Log Aggregation (Loki)¶
Loki collects structured JSON logs from the backend and all workers so you can search, filter and correlate them with traces in Grafana. Without it the logs only live on container stdout — useful for docker logs but not for querying across services or time ranges.
Architecture¶
flowchart LR
Backend[Backend / Workers] -->|structlog JSON| Stdlib[stdlib logging]
Stdlib -->|stdout| Docker[Container stdout]
Stdlib -->|OTLP gRPC| Collector[OTel Collector :4317]

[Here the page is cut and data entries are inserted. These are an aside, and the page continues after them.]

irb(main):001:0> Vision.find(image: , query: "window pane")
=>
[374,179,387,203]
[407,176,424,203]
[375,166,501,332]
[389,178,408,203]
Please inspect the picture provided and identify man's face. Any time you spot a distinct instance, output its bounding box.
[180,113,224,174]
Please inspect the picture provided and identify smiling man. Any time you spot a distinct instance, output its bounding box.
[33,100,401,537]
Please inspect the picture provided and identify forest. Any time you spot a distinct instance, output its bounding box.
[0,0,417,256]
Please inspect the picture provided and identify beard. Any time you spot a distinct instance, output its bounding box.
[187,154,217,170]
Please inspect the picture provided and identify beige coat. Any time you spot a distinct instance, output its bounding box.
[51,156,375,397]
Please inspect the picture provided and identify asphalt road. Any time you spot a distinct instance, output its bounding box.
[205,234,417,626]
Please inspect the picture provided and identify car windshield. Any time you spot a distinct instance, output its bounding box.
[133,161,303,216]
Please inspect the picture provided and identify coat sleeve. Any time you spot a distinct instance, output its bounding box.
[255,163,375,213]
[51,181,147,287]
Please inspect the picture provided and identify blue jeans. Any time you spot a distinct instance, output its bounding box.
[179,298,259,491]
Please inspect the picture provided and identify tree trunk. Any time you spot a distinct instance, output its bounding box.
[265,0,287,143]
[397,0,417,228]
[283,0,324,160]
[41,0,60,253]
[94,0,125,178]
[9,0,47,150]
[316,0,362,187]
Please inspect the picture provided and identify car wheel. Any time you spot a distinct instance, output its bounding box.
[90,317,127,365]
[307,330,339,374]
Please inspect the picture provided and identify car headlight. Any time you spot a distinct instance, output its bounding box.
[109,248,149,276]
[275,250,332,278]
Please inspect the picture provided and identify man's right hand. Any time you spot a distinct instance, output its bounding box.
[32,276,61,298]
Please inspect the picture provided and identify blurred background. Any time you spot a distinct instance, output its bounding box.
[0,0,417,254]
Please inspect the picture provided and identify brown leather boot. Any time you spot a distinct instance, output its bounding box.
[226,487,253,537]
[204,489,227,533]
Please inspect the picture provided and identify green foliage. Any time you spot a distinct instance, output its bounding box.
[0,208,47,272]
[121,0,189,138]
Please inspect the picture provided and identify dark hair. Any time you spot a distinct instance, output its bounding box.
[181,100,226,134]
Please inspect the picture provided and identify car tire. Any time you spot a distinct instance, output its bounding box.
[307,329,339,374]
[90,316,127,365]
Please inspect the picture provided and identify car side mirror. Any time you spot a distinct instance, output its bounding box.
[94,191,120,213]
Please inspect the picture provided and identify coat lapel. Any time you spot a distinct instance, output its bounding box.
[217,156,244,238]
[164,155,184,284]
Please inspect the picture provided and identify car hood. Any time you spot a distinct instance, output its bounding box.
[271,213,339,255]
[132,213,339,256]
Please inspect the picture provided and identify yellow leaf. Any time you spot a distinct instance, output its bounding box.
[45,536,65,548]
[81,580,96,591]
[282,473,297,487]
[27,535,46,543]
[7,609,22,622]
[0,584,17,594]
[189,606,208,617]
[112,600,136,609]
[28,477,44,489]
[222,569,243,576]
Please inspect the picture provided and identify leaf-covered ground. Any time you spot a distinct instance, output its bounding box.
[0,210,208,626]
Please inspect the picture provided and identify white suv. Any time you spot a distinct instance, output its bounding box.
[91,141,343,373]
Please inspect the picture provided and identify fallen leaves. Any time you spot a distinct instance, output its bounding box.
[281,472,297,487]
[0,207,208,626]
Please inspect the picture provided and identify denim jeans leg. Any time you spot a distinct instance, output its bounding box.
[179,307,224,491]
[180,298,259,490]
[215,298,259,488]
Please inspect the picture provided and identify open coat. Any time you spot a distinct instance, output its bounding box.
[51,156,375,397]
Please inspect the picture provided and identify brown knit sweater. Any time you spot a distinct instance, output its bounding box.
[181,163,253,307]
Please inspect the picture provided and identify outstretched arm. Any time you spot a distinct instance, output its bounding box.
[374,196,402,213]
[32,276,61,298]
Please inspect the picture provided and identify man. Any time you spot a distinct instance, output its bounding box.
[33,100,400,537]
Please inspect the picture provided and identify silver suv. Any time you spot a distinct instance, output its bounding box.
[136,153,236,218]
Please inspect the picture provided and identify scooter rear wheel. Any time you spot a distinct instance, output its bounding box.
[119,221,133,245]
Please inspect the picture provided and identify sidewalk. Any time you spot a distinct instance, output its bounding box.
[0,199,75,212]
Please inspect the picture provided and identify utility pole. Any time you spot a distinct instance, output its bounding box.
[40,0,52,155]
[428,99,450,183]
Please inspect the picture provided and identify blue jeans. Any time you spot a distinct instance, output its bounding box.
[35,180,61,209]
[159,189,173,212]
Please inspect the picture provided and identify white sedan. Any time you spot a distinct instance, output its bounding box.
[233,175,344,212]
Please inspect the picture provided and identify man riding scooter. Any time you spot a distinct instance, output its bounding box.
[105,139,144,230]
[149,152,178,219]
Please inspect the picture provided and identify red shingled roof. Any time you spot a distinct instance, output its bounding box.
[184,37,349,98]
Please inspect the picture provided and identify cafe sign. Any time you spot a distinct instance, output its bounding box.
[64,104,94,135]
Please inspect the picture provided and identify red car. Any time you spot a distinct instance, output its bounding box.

Collector -->|otlphttp| Loki[Loki :3100]
Loki --> Grafana
Grafana -->|trace_id link| Jaeger
Each Python process (the FastAPI backend and all six workers) emits structured JSON logs via structlog. The setup_log_exporter function attaches an OpenTelemetry LoggingHandler to stdlib logging, which forwards log records over OTLP gRPC to the OTel Collector. The collector then pushes them to Loki via its native OTLP HTTP endpoint (/otlp/v1/logs). Logs still go to stdout as before — the OTLP path is additive.
How it's wired¶
Python side¶
The log exporter is initialized once per process, right after setup_logger. The backend calls it in create_app, and each worker calls it in its main():
def setup_logger(log_level: str) -> structlog.stdlib.BoundLogger:
"""Configure structlog and return a bound logger for the application.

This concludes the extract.